The function GetFifo returns two parameters. The return parameter is a boolean specifying whether or not the request was successful, and the actual data removed from the queue is returned via the call-by-reference parameter. The calling program InChar passes the address of its local variable data. Normally GetFifo does not have the scope to access local variables of InChar, but in this case InChar explicitly granted that right by passing a pointer to GetFifo.

#define FifoSize 10    /* Number of 8-bit data in FIFO */
unsigned char PutI;    /* Index of where to put next */
unsigned char GetI;    /* Index of where to get next */
unsigned char Size;    /* Number currently in the FIFO */
char Fifo[FifoSize];   /* FIFO data */

int GetFifo (char *datapt) {
  if(Size == 0 )
    return(0);     /* empty if Size=0 */
  else{
    *datapt=Fifo[GetI++];

    Size--;
    if (GetI == FifoSize) GetI = 0;
    return(-1);
}
}

char InChar(void){

char data=0;
  if(GetFifo(&data)){};
  return (data);

}

Questions:

1. Sketch a simple diagram that illustrates the different scope of variables in the code. Use any notation you want to show global versus local variables and pointer variables. You are not given information about actual memory addresses, so do not try to set up a memory diagram.

2. What would happen if GetFifo is called instead with the following parameter GetFifo(data)? Will rate thanks!!

Answer 1

Answer 1: The solution is given below in the form of a table

Line	Explanation	address	contents	variable
		0x20000000	0x00000000	pt
		0x20000004	0x00000000	data
		0x20000008	0x00000000	buffer[0]
		0x2000000C	0x00000000	buffer[1]
		0x20000010	0x00000000	buffer[2]
		0x20000014	0x00000000	buffer[3]
pt = &buffer[1];	The address of buffer[1] is stored as the content of pt	0x20000000	0x2000000C	pt
*pt = 1234;	1234 is stored at the address stored as the content of pt	0x2000000C	1234 (base 10) = 0x000004D2	buffer[1]
data = *pt;	Value at address stored as contents of pt is copied as content of data	0x20000004	0x000004D2	data

Answer 2 (i):

The scope of the different variables is given in the table given below alongwith explanatory comments where needed.

Variable name	Scope/Type	Comments
Putl	global
Getl	global
Size	global
Fifo	global
datapt	local (pointer variable)	The scope of datapt is local, i.e. limited to the GetFifo() function. But since it is a pointer variable, depending on the value passed as arguments, it may be used to modify the local variables of another function.
data	local	The scope is local, i.e. limited to InChar() function. But its address is passed as an argument to allow another function to modify its contents.

Answer 2(ii):

Calling GetFifo(data) implies passing a char as parameter while the prototype requires a pointer to char (char *). Many C-compilers will result in a compilation error as they do not support implicit cast from integral values to pointers.

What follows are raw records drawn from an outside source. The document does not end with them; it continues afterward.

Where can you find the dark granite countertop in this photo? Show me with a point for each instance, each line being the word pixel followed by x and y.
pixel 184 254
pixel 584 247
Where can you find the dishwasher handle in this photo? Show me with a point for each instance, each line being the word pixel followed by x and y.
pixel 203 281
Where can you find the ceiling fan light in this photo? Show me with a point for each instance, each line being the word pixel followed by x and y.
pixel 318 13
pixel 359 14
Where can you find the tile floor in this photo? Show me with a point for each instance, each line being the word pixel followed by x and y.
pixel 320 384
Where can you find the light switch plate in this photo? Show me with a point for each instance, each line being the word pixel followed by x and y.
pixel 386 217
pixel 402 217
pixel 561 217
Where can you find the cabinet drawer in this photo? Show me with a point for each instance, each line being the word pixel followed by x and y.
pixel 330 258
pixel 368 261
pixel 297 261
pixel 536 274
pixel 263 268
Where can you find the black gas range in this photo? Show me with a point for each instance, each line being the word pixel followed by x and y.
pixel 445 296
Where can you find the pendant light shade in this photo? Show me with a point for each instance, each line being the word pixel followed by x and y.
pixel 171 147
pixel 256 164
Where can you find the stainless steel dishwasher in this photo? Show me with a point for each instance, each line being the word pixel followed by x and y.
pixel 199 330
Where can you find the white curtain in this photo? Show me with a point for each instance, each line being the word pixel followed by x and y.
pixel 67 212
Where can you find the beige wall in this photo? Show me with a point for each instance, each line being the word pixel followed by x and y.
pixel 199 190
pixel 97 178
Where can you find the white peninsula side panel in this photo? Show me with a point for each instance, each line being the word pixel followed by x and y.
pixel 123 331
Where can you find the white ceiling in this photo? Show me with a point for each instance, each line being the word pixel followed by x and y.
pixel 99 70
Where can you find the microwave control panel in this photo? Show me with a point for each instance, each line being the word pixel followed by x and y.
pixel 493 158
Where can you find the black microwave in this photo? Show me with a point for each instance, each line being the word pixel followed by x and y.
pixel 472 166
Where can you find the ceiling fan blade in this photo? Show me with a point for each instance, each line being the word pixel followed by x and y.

For the compilers that allow this implicit type casting, the behaviour will be as follows. The value of data will be implicitly typecasted to char*. Therefore the GetFifo() function will start with dataptr=0. i.e. dataptr stores the address 0.

If Size is zero, it will return 0.

If Size != 0, the following line will result in a segmentation fault and cause the program to crash, since an unallocated memory address is accessed:

    *datapt=Fifo[GetI++];

This is because application of the dereferencing operator to datapt results in accessing the memory address 0x0 which was never allocated in the first place.